Vous êtes président du Likoud à Jerusalem. Quelle est votre position sur le statut de Jerusalem ?


Jerusalem est une et indivisible, tout comme la République française. Aucun Français n’accepterait de donner une partie du territoire national ou d’abandonner la souveraineté du moindre village. Mais Jerusalem, en plus de ce caractère national, c’est aussi notre ville sainte. Cela veut dire qu’aucune volonté humaine ne peut la vendre, l’amoindrir ou l’échanger. C’est la capitale d’Israël, uniquement d’Israël, et cela n’est pas négociable. L’échange de territoires contre la paix est une aberration, puisque nos ennemis reçoivent notre terre, dont nous avons besoin, et que nous ne récoltons que le terrorisme. C’est pour cela qu’il faut un maire fort à Jerusalem.
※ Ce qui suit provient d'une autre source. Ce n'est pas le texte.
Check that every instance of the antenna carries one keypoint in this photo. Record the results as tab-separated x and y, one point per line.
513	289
Citez-nous certaines mesures pour le mieux être de la population que vous prendriez si vous étiez élu ?
Le Likoud va rétablir à Jerusalem un système d’Allocations Familiales plus élevées pour les familles à partir de 5 enfants et de réduction de l’Arnona. Pour enrayer la fuite des cerveaux et offrir plus d’emplois, le Likoud va construire une nouvelle zone High Tech à Atarot, semblable à celle qui a déjà été construite à Har Hotsvim. L’aéroport de Jerusalem, inutilisé depuis 1967, sera rénové et loué à une compagnie privée. Dans le domaine de la Santé, nous procéderons à une réforme drastique des « tipot halav », qui comprendra la création de services d’hospitalisation à domicile, pour les patients en stade terminal et la vaccination gratuite, même à domicile, de manière à enrayer les épidémies de rougeole de ces dernières années. Nous avons également le projet de
construire des habitations bon marché pour les jeunes couples de Jerusalem et dans les environs de Jerusalem.

Comment les habitants de Jerusalem peuvent-ils vous rencontrer ?
Nous avons un site internet : www.likud.org.il J’ai également demandé à rencontrer le Rav Ovadia Yossef, le Rav Eliaou, le Rav
Bigon et le Rav Aviner, dont j’admire profondément le travail avec la Yeshivat Ateret Cohanim. Ces personnalités me permettront d’aller à la rencontre des francophones de Jerusalem dont je veux être le porte-parole.